О, один Мерлин знает, сколько бессонных ночей я провел, думая об этой девчонке! Корил всех: ее, себя, общественность. Я чувствовал себя извращенцем, ведь меня, уже не юнца, привлекала совсем еще девочка. Она притягивала к себе все мои взгляды, все мое внимание.

Я наблюдал за ней с первого курса, скрепя зубами от ярости и боли, что не родился лет на двадцать позже. Чтобы не было этой удушающей разницы в возрасте.

Какую щемящую, болезненную радость я ощутил, когда увидел, как этот нетронутый цветочек начинает поднимать свой бутон, готовый вот-вот распуститься. Четвертый курс. Святочный бал. Моя девочка была великолепна: нежная, прекрасная, так мило улыбающаяся всем… и даже мне.

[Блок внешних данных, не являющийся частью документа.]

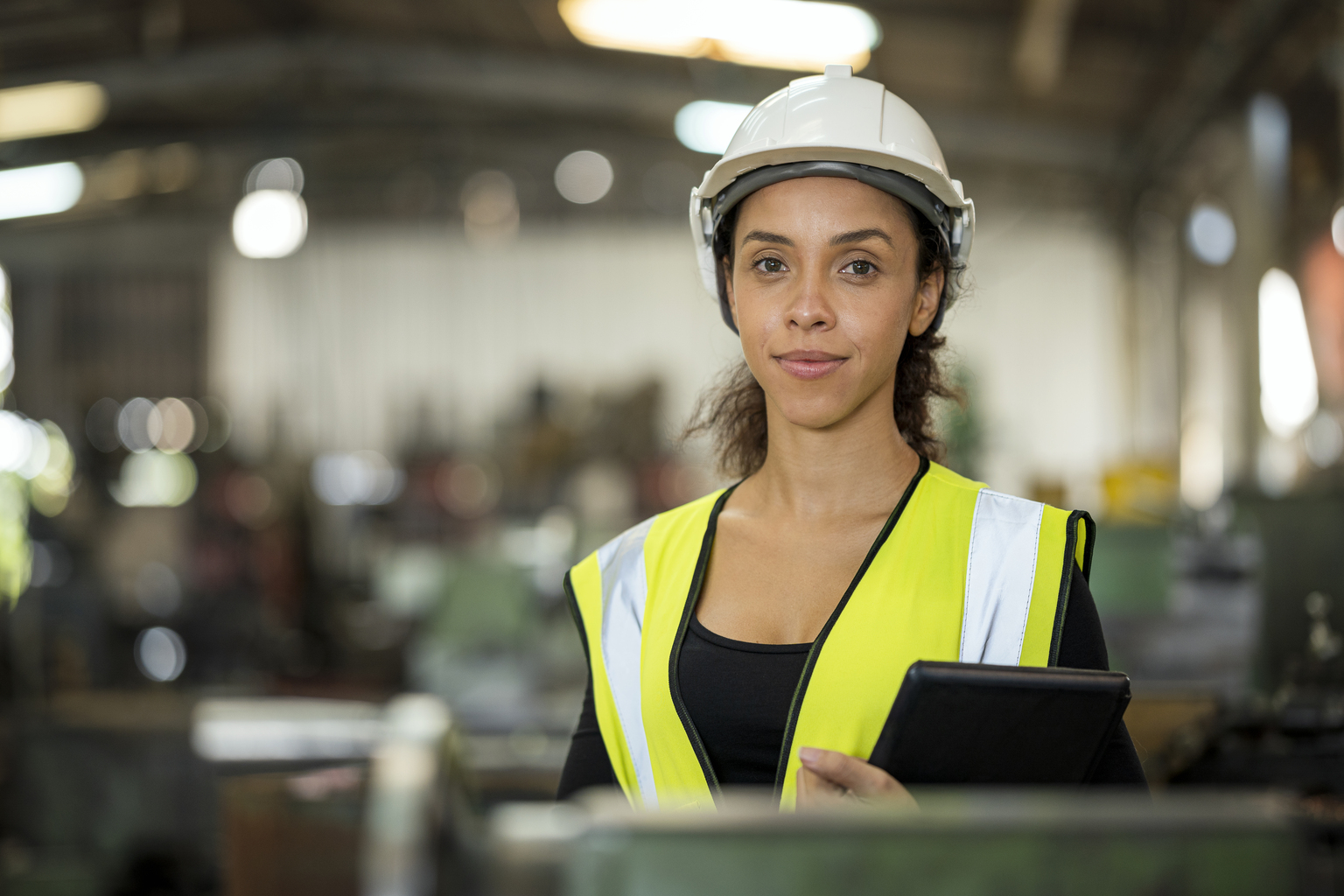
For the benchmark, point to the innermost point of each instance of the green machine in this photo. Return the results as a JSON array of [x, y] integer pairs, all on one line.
[[958, 843]]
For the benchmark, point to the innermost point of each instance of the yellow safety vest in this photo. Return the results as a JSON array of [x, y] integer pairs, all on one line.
[[958, 572]]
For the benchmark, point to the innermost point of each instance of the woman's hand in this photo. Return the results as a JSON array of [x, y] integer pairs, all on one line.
[[831, 778]]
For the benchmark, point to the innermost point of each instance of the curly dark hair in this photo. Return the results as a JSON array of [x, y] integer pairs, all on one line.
[[732, 410]]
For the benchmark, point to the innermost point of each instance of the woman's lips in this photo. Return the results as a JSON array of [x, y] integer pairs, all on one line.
[[809, 366]]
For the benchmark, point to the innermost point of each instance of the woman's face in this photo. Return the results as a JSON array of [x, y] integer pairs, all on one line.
[[824, 289]]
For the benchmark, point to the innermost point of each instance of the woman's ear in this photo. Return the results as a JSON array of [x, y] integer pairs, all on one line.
[[927, 301], [727, 289]]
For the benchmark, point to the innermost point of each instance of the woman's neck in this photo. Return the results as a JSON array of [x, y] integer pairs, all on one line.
[[859, 465]]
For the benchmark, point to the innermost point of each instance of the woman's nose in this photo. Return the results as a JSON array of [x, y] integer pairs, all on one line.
[[809, 306]]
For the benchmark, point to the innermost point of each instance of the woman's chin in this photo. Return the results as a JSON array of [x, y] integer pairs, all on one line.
[[815, 411]]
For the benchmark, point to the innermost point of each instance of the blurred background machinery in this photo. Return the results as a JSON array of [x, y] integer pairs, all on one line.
[[331, 333]]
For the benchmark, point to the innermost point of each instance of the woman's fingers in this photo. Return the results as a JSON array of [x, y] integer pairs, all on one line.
[[855, 775], [815, 790]]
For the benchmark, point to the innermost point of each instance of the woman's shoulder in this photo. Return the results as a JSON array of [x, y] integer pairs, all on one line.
[[941, 477], [687, 520]]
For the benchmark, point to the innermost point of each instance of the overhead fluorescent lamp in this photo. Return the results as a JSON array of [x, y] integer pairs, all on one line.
[[774, 34], [57, 108], [40, 190], [706, 125]]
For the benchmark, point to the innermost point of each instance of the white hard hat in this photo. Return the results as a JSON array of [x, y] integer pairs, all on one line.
[[832, 125]]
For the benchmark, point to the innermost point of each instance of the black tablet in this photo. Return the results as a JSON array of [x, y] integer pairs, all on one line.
[[964, 723]]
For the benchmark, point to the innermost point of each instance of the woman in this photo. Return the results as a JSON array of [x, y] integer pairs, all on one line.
[[760, 634]]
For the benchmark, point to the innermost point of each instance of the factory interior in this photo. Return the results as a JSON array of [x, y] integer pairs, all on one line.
[[320, 371]]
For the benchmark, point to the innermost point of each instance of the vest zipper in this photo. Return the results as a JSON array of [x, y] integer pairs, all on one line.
[[674, 682], [800, 690]]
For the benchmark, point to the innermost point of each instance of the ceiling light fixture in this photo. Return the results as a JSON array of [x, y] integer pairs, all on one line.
[[40, 190], [55, 108], [774, 34]]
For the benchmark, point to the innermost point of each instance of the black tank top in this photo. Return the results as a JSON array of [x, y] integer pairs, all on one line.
[[738, 695]]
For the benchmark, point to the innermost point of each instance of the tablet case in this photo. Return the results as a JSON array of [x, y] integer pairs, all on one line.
[[964, 723]]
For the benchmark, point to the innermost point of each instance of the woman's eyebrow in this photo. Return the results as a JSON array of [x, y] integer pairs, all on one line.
[[766, 236], [859, 235]]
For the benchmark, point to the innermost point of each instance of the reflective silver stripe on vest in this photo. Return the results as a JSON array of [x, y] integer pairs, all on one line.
[[624, 592], [1000, 572]]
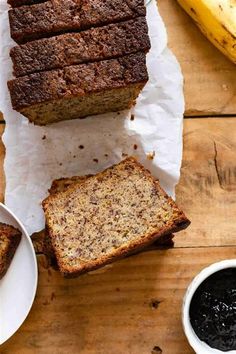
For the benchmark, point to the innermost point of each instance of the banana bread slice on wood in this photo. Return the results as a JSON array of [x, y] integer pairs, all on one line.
[[112, 214], [53, 17], [95, 44], [9, 240], [80, 90]]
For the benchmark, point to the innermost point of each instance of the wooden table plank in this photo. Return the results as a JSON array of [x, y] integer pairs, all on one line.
[[207, 189], [129, 307], [210, 78]]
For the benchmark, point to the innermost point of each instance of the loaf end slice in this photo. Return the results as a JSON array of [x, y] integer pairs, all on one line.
[[115, 213], [9, 240], [68, 49], [81, 90]]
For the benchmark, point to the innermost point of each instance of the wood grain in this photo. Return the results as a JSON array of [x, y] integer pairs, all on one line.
[[129, 307], [207, 189], [210, 78]]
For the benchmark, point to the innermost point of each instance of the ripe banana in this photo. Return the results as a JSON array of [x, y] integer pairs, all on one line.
[[217, 20]]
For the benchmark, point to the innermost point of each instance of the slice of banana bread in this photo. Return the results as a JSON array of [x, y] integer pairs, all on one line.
[[9, 240], [100, 43], [42, 240], [53, 17], [80, 90], [110, 215]]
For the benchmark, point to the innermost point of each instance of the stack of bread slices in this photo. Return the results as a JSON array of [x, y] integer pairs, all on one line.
[[77, 58]]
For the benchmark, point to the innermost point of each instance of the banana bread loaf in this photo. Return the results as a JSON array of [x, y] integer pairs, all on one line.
[[110, 215], [95, 44], [53, 17], [80, 90], [9, 240]]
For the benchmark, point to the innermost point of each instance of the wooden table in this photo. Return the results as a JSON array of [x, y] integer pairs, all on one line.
[[134, 305]]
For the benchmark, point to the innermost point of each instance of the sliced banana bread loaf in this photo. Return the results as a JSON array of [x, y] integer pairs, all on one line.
[[57, 16], [81, 90], [9, 240], [112, 214], [95, 44]]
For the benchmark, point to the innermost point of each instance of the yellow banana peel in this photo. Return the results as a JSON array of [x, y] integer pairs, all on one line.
[[217, 20]]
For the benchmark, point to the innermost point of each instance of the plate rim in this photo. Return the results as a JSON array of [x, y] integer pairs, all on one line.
[[3, 206]]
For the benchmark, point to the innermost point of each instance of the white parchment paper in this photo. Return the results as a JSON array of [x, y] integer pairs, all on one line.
[[37, 155]]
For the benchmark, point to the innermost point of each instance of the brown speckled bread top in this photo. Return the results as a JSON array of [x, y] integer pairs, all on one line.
[[78, 80], [100, 43], [54, 17], [18, 3], [9, 240], [110, 215]]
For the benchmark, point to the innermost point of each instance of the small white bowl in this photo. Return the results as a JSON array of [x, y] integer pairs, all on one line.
[[199, 346]]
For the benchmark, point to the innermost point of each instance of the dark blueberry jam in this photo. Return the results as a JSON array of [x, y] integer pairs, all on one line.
[[213, 310]]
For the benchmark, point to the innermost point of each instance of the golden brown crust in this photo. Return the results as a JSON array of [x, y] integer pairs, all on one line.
[[78, 80], [9, 240], [53, 17], [18, 3], [108, 42], [177, 223]]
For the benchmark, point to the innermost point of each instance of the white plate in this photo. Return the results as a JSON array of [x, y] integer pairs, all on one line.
[[18, 286]]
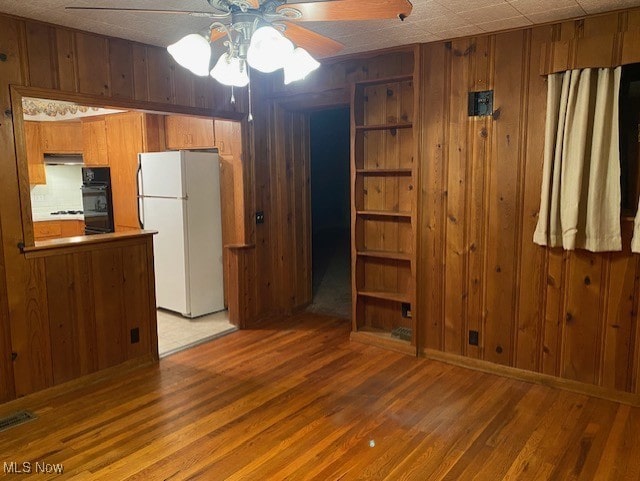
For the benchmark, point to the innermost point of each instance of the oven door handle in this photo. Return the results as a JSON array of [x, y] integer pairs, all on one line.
[[139, 197]]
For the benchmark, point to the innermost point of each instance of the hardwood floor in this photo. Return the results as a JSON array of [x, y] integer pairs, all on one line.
[[295, 400]]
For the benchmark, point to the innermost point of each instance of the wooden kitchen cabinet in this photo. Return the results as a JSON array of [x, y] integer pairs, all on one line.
[[61, 137], [186, 132], [94, 140], [35, 159], [55, 229]]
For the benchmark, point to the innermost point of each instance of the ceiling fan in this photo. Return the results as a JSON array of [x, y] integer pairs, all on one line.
[[262, 34]]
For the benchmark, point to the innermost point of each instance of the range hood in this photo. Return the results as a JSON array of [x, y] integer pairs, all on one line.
[[63, 159]]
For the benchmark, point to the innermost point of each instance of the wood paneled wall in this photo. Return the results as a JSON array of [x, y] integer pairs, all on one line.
[[282, 257], [122, 73], [571, 315]]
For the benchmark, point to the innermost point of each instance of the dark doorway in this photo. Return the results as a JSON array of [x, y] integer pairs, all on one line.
[[331, 212]]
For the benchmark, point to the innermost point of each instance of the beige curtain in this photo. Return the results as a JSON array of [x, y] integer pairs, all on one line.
[[580, 198]]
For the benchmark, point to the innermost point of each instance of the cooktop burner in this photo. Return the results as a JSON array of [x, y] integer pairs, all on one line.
[[63, 212]]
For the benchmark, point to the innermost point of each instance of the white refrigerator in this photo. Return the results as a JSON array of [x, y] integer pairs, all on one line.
[[179, 196]]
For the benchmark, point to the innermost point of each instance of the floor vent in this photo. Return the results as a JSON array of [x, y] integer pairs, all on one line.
[[16, 419], [404, 333]]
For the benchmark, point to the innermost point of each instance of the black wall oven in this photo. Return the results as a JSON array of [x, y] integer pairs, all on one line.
[[96, 200]]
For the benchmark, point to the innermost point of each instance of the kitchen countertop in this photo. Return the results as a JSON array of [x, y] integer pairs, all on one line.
[[84, 241], [46, 217]]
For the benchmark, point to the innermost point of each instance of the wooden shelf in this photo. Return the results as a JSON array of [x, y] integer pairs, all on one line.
[[399, 171], [384, 213], [400, 256], [386, 80], [384, 340], [400, 125], [386, 296]]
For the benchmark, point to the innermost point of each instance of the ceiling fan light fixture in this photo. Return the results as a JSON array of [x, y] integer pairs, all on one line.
[[192, 52], [230, 70], [299, 65], [269, 50]]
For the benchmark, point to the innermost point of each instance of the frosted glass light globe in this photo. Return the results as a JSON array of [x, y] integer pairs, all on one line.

И досталась другому. Я чувствовал, как сердце предательски сжимается, когда руки Крама кружили ее в вальсе, обнимали за тонкую талию, невзначай прикасались к обнаженным плечам. Я чувствовал, как злоба перекашивает мою и так безобразную физиономию. Невыносимо. Просто невыносимо смотреть. Быть наблюдателем и не иметь возможности прикоснуться, быть рядом, даже на танец я не имею права: никто не поймет, если профессор закружит в танце юную четверокурсницу. Поэтому приходилось оставаться зрителем.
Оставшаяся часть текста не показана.